Radikalisierung von Frauen durch den IS – Informations- und Diskussionsrunde bei der AWO Düsseldorf
Im Einflussbereich des Islamischen Staats leben mehrere hundert Frauen aus Deutschland. Was hat sie dorthin geführt? Und welche Präventionsmaßnahmen halten Frauen erfolgreich davon ab, sich dem IS anzuschließen?
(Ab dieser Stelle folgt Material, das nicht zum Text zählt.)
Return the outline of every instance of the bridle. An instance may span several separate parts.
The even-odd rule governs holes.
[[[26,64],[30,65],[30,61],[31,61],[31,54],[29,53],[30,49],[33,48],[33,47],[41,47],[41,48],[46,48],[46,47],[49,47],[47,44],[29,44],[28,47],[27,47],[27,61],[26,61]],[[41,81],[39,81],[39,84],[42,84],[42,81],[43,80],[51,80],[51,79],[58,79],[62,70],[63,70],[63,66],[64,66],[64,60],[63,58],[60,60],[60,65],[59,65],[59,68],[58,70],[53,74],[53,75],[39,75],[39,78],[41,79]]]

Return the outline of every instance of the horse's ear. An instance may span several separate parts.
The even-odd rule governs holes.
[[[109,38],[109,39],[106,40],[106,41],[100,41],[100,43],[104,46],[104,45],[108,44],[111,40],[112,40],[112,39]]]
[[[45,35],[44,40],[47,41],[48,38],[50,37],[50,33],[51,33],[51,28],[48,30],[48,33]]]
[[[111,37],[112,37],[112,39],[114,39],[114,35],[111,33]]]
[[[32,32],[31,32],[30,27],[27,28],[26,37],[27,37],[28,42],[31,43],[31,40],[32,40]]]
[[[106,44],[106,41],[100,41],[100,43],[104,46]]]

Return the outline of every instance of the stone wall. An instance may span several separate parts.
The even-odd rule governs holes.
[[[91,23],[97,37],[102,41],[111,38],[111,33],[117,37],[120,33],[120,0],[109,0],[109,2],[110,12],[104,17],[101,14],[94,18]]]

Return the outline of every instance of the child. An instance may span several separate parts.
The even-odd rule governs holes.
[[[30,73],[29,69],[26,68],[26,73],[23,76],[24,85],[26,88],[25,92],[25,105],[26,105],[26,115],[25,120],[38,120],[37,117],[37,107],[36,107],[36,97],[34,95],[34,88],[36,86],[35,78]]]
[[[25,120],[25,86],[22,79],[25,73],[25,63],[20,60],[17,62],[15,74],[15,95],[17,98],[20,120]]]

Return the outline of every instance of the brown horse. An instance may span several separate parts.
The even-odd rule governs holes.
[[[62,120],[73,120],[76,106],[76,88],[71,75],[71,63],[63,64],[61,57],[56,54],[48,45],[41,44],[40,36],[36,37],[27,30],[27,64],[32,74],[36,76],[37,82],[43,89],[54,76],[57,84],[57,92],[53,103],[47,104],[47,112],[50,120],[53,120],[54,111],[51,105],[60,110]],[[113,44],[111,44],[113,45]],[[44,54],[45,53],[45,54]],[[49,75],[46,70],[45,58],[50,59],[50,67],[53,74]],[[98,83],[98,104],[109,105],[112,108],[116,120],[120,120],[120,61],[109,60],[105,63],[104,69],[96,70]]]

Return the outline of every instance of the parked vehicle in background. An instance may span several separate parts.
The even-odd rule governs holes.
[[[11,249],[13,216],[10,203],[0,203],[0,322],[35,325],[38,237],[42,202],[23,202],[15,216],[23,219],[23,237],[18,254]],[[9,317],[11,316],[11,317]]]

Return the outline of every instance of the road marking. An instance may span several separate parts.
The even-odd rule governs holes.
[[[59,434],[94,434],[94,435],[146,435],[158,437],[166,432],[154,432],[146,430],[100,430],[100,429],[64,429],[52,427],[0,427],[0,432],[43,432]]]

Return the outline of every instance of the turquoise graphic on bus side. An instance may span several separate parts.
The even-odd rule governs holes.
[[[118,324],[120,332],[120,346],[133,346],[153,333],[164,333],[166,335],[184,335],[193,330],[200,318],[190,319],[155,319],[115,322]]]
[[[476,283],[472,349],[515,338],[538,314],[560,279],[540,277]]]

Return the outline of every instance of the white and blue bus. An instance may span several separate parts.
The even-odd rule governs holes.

Zu einer Diskussion dieser Fragen begrüßte Ataman Yildirim von der Integrationsagentur des AWO Familienglobus am Montag (24.10.) mehr als 30 Teilnehmer.
Intensive Diskussion: Was die „Muhajirat“ zum IS zieht, interessierte mehr als 30 Teilnehmer
Sie nennen sich selbst Muhajirat: Muslimische Frauen aus westlichen Ländern, die nach Syrien oder in den Irak ziehen, um dort auf Seiten des Islamischen Staats (IS) am Dschihad teilzunehmen – als Logistikerinnen, Media-Administratorinnen, als Unterstützerinnen und „Kriegsbräute“, vereinzelt wohl auch als bewaffnete Kämpferinnen. „Schätzungen zufolge haben sich etwa 800 Anhänger aus Deutschland dem Islamischen Staat angeschlossen; etwa ein Viertel davon sind Mädchen und Frauen“, erklärte Dr. Ekkehard Rudolph, Islamwissenschaftler des Landeskriminalamtes auf der Informations- und Diskussionsveranstaltung der AWO. In seinem Impulsvortrag über die Muhajirat fasste er den aktuellen Wissenstand für die mehr als 30 Teilnehmer zusammen. Zahlreiche Beraterinnen der AWO und anderer Sozialverbände, ehrenamtliche Helfer, Studierende und Senioren hatten sich zu dieser Veranstaltung im Rahmen der Reihe „Respekt und Mut“ eingefunden. „Weitaus mehr IS-Nachwuchs als aus Deutschland kommt aus Belgien und Frankreich in den Nahen Osten“, informierte Rudolph die Runde. „Insgesamt hat der Zustrom in die Gebiete des IS jedoch deutlich nachgelassen. Im Gegenteil: Viele Frauen wollen den IS wieder verlassen.“
IS-Propaganda setzt auf Romantik
Nicht unterschätzt werden darf die hochprofessionelle Propaganda der Islamisten: Videos und Blogs, die ein romantisches, idyllisches Bild vom Leben im Islamischen Staat zeichnen, finden gerade bei Minderjährigen und jungen Frauen Anklang. „Auch der Wunsch, sich von der engmaschigen Kontrolle durch die eigene Familie zu befreien, spielt sicher eine Rolle für die Hinwendung zum IS“, nannte Rudolph als Grund. Mehrere Teilnehmer, die in der Beratung tätig sind, bestätigten die Einschätzung des Wissenschaftlers.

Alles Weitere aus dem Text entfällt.